When running BioQC on an expression set, take only rows with gene symbol as background.

grst commented 7 years ago

because of the reasons discussed...

I'm not sure what should be the default behavior, though. But taking all genes as background could result in misleading results and significant 'over-estimation' of signatures.

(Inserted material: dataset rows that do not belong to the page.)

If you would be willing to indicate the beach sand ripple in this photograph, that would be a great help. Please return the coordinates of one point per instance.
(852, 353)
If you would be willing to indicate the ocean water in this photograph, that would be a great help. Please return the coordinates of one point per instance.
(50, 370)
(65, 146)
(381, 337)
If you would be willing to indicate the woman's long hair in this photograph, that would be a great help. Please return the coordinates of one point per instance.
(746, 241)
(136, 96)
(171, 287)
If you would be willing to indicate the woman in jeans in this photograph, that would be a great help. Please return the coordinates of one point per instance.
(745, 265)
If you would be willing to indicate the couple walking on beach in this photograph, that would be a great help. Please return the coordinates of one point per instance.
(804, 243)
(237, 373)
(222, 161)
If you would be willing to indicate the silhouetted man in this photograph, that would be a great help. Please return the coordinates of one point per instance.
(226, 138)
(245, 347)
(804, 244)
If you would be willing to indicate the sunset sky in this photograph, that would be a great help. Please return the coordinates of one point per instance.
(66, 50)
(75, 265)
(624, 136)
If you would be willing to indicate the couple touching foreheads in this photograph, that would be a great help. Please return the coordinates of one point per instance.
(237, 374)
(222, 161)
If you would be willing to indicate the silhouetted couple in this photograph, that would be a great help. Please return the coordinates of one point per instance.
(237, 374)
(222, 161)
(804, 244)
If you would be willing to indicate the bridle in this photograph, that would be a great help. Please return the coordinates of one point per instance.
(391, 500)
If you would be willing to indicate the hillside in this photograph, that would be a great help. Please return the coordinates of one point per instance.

grst commented 7 years ago

This function can be used to filter expression sets accordingly:

#' Filter genes with annotation from expression set. 
#' 
#' This is done to have the correct background for BioQC.
#' Taking all probeids as background is a bias towards each signature in general 
#' as probeids with gene symbol tend to be higher expressed in general. 
filter_eset = function(eset) {
  gene_symbols = fData(eset)$BioqcGeneSymbol
  # remove lines that have no gene set
  eset = eset[(!is.na(gene_symbols)) & gene_symbols != '-',]
  eset = eset[keepMaxStatRowInd(exprs(eset), fData(eset)$BioqcGeneSymbol),]
  return(eset)
}

grst commented 7 years ago

Also, we need to check that the gene symbols are valid hgnc symbols.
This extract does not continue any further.